The benefits of sustainable practices include cleaner air and fewer sick days related to environmental factors. In turn, when productivity increases, it can lead to increased profits.
Landing more jobs
Landing more jobs will increase profitability, too. Just as employees want to work for businesses committed to sustainability, other companies want to work with those who emphasize greener businesses practices. In many cases, companies or governments are making it a requirement to work on their projects.
“Companies that advance their approach to sustainability now can get the benefit of doing it for the right reasons, being on the forefront of the curve and helping lead the way in their industries,” Clinton emphasized. “If you wait until it’s required and have to submit a report to a customer or another contractor you want to work with – and only then realize you don’t have all the requirements, you may be at a disadvantage in the near future.”
Many governmental contracts already have sustainability built in, such as stipulations to procure environmentally friendly products and using equipment with lower emissions. They may also have stipulations to capture and retain stormwater to reduce runoff or set aside land for parks, trails and wetlands to offset construction of new roads.
Tips to get started
Clinton said measuring your sustainability is going to be increasingly more essential and it’s never been easier to do.
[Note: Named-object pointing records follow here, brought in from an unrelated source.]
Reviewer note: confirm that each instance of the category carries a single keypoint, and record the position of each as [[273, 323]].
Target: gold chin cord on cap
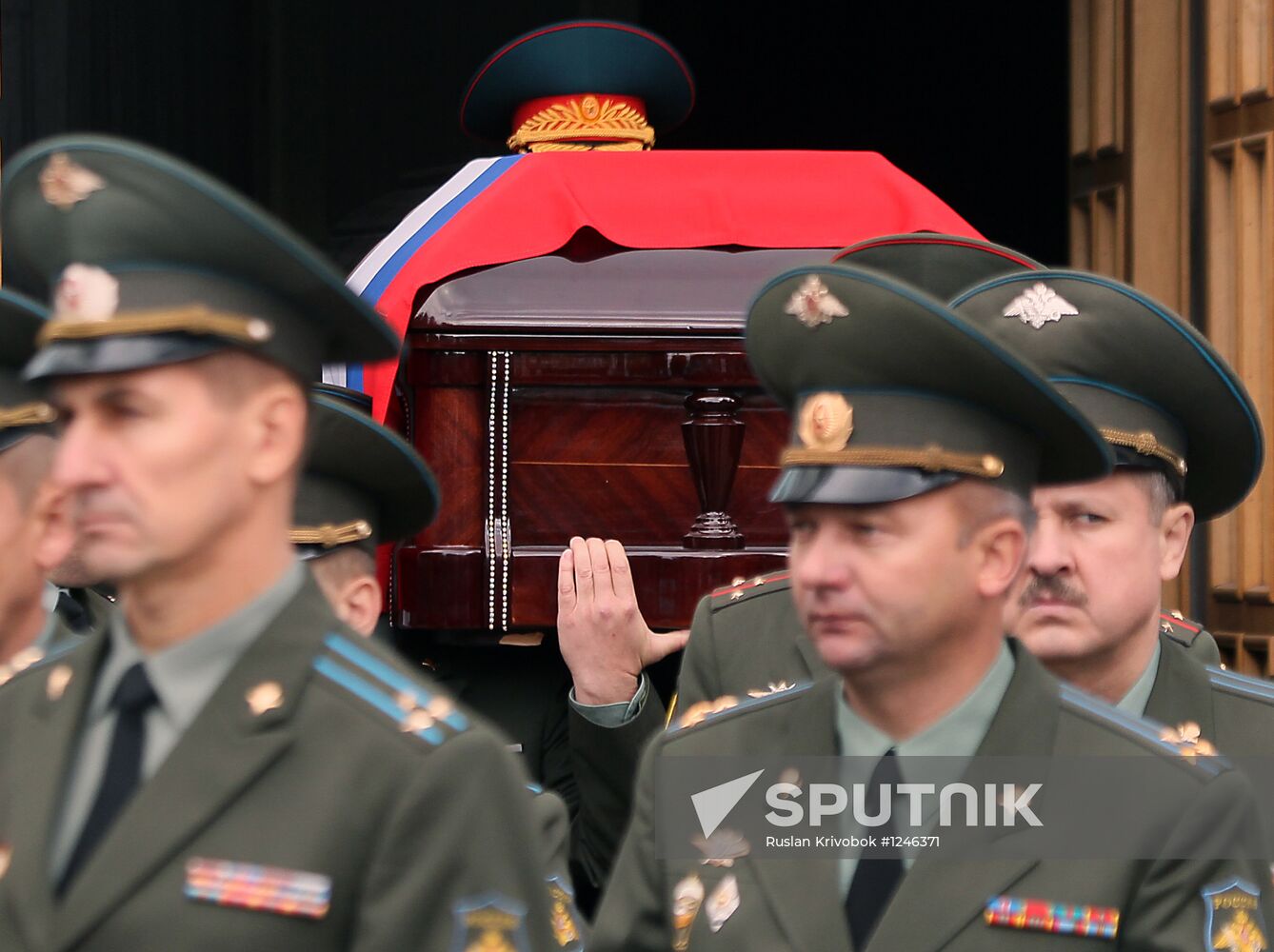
[[585, 124], [931, 459], [328, 535], [1145, 444], [184, 320], [29, 414]]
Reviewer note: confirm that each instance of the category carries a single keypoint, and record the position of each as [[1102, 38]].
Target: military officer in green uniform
[[907, 496], [363, 486], [746, 638], [229, 764], [30, 625]]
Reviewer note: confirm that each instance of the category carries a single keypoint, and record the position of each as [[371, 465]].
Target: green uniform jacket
[[427, 836], [1233, 711], [798, 903]]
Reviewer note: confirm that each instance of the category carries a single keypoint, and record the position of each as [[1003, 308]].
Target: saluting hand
[[604, 640]]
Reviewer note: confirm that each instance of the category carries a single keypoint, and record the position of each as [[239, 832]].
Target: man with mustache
[[915, 446], [229, 766], [1187, 446], [30, 625]]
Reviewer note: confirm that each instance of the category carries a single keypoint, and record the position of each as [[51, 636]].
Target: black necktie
[[132, 697], [879, 869]]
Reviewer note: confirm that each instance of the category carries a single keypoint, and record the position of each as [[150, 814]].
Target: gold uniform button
[[265, 697]]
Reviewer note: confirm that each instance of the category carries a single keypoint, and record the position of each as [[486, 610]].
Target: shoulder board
[[742, 589], [407, 704], [1149, 733], [1179, 627], [30, 659], [706, 711], [1241, 684]]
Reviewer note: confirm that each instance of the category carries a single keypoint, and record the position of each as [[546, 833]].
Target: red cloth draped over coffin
[[573, 364]]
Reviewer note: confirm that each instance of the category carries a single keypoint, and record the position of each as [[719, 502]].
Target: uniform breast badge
[[1044, 915], [264, 888], [1233, 917], [687, 899], [489, 922], [1040, 305]]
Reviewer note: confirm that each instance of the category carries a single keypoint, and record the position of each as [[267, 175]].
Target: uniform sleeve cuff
[[614, 715]]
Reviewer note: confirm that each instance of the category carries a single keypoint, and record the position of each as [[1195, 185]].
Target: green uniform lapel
[[949, 895], [44, 745], [806, 895], [1181, 691], [222, 752]]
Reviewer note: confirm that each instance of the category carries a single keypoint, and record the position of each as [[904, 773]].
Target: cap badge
[[65, 184], [826, 422], [265, 697], [811, 304], [1040, 305], [86, 293]]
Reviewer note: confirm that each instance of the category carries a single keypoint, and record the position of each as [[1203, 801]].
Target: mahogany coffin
[[609, 398]]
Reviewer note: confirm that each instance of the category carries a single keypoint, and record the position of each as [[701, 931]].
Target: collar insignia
[[1039, 306]]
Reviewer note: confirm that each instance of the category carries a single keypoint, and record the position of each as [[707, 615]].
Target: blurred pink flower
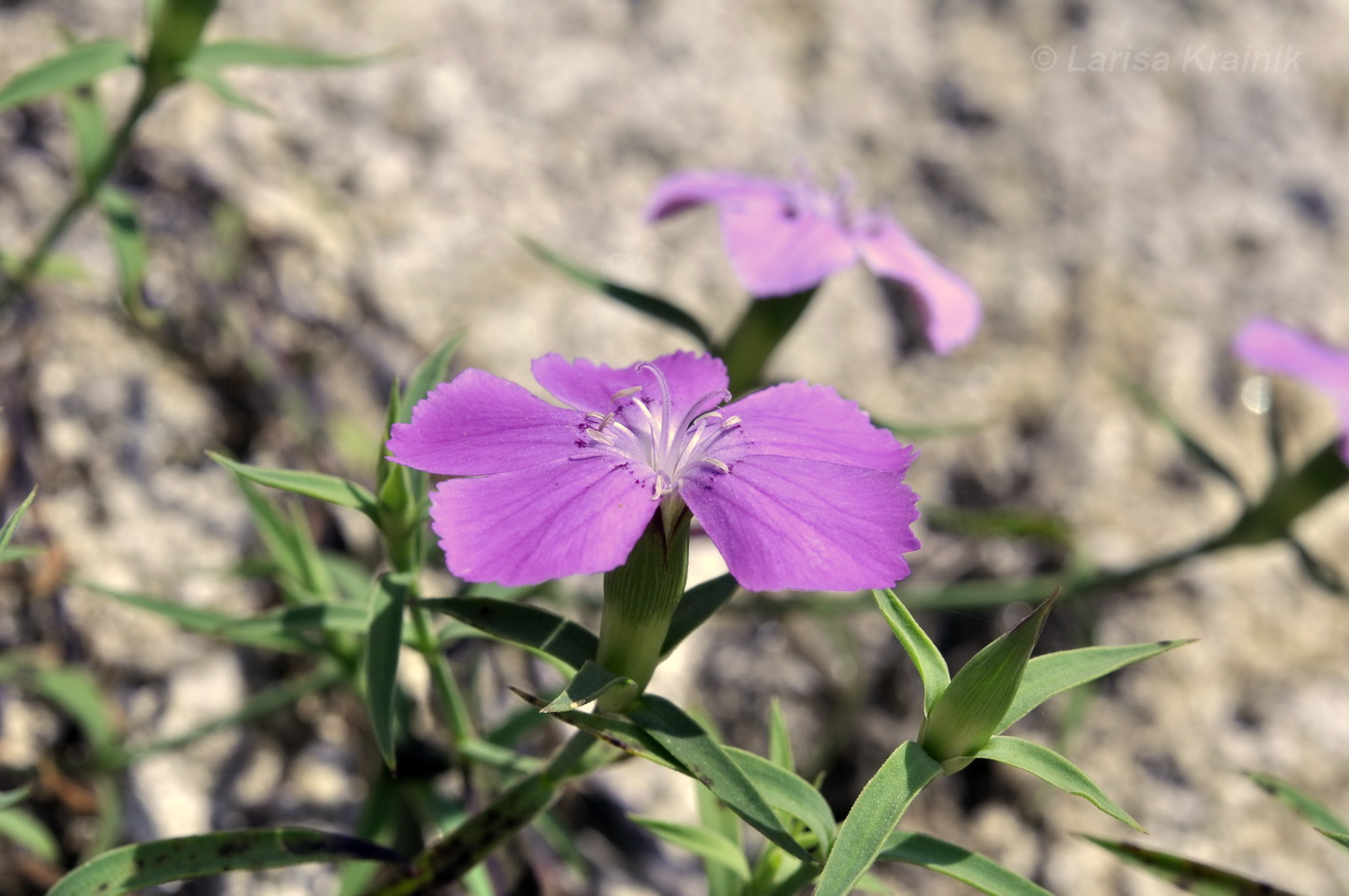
[[1275, 349], [786, 238]]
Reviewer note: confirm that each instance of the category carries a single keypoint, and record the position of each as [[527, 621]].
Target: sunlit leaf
[[1054, 770], [648, 303], [11, 525], [591, 682], [697, 606], [971, 707], [382, 649], [128, 245], [926, 657], [522, 623], [779, 738], [701, 841], [274, 56], [788, 792], [874, 814], [333, 490], [954, 861], [141, 865], [1151, 407], [1306, 807], [705, 758], [428, 374], [1054, 673], [80, 64], [1189, 875], [27, 831]]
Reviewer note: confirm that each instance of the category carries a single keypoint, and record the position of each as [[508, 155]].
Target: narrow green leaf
[[1288, 497], [1189, 875], [128, 245], [382, 647], [1054, 770], [428, 374], [333, 490], [970, 709], [613, 730], [1151, 407], [522, 623], [1308, 808], [873, 817], [81, 64], [88, 127], [1054, 673], [27, 831], [779, 738], [705, 758], [258, 706], [924, 654], [788, 792], [645, 303], [299, 620], [954, 861], [11, 525], [139, 865], [590, 683], [998, 522], [701, 841], [208, 620], [209, 77], [273, 56], [714, 815], [77, 694], [697, 606], [9, 799], [1318, 571], [1342, 839], [759, 332]]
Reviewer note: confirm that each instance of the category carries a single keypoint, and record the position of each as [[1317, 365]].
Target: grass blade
[[1055, 770], [78, 65], [1189, 875], [1054, 673], [645, 303], [874, 815], [954, 861], [139, 865]]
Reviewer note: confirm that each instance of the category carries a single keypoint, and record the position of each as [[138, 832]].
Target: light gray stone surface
[[1115, 223]]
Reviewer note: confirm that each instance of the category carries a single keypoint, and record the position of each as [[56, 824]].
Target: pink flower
[[786, 238], [1272, 347], [793, 484]]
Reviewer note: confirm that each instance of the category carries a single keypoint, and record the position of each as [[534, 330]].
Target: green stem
[[88, 191], [765, 324], [456, 853]]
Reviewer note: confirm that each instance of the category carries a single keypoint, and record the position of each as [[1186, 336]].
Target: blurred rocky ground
[[1116, 222]]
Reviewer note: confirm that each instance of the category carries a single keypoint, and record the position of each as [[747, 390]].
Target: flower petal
[[947, 303], [590, 386], [815, 423], [687, 189], [788, 522], [482, 424], [779, 249], [566, 517], [1275, 349]]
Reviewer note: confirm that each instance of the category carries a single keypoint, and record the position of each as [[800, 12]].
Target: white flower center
[[671, 450]]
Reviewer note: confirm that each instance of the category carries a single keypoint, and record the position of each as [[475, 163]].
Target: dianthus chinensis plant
[[798, 488]]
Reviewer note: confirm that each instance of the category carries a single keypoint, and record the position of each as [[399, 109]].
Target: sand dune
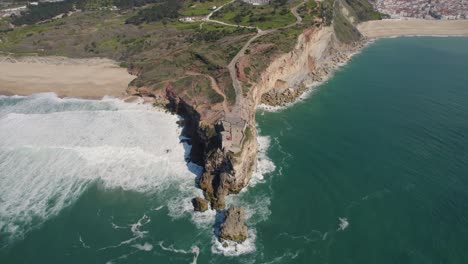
[[86, 78], [394, 27]]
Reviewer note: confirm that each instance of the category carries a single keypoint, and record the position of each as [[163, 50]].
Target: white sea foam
[[52, 149], [264, 163], [145, 247], [193, 250], [231, 248], [343, 224]]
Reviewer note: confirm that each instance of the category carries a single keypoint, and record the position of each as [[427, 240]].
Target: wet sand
[[85, 78]]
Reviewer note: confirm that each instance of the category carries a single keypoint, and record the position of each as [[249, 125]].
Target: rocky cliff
[[317, 54]]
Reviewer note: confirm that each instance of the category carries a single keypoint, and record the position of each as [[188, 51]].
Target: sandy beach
[[419, 27], [85, 78]]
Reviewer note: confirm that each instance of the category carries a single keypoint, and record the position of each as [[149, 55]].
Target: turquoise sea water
[[371, 168]]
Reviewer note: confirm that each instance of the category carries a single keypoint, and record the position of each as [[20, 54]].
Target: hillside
[[211, 62]]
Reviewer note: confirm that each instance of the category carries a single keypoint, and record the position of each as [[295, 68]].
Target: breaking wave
[[52, 149]]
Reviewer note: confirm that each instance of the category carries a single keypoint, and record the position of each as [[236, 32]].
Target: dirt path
[[214, 86], [232, 65]]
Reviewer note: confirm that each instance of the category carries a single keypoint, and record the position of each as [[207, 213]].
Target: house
[[257, 2]]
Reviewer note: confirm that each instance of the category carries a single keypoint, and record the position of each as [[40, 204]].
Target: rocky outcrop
[[316, 55], [233, 228], [200, 204]]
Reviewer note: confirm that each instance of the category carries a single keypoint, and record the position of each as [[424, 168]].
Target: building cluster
[[257, 2], [428, 9]]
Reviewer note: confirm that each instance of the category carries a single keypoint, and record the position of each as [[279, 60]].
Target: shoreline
[[413, 27], [312, 87], [91, 78], [383, 29]]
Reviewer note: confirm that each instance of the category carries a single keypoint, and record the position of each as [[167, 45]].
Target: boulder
[[233, 227], [200, 204]]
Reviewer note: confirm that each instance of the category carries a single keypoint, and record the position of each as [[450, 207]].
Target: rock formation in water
[[228, 166], [200, 204]]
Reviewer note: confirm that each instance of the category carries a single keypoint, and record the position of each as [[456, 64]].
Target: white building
[[257, 2]]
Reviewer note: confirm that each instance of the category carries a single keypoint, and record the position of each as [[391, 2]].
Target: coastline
[[91, 78], [413, 27]]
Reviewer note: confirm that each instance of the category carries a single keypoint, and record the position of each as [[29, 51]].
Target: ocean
[[371, 167]]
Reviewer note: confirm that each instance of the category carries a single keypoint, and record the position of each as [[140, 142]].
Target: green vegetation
[[43, 11], [265, 16], [48, 10], [163, 10], [310, 12]]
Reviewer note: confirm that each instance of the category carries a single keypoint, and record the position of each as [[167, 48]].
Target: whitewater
[[52, 149]]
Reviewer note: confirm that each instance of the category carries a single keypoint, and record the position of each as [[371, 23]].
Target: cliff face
[[317, 54]]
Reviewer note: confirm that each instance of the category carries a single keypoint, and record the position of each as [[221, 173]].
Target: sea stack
[[200, 204]]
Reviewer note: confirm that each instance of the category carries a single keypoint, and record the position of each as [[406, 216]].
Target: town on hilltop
[[427, 9]]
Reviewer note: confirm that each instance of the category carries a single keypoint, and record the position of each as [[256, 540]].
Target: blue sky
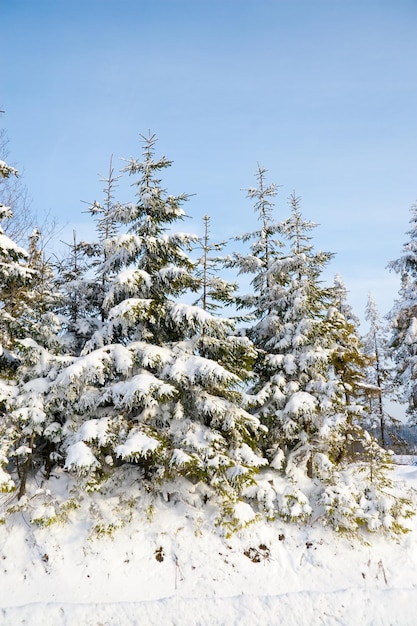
[[323, 93]]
“There are many companies with software that help track practically everything you do related to sustainable practices,” Clinton noted. “Right now, that’s mostly at a nice-to-have level, but as more and more requirements are built into regulatory aspects of how companies have to do business, it’s going to be essential. Those who don’t have those metrics are probably going to miss most, if not all, opportunities. Those that do will likely land more jobs.”
Plan A claims to be the first software that enables businesses to monitor and reduce their emissions, while improving their ESG (Environmental, Social and Governance) performance. It lays out “10 steps you can take to start the sustainability conversation in your office.” Among them are: highlight the company value created by becoming sustainable, define the competitive advantage/market value of being sustainable, help management plan events such as participation in Earth Day, create a “green team” and identify all areas of improvement in your company.
“The most genuine place to start is within your company’s practices,” said Clinton. “You have to look at your own practices and find quick wins, areas and needs for significant improvement in key areas such as emissions, water usage, waste reduction and increasing use of renewables. You don’t have to do them all at once, but you have to get started. Not only will it benefit the environment, but your business, too.”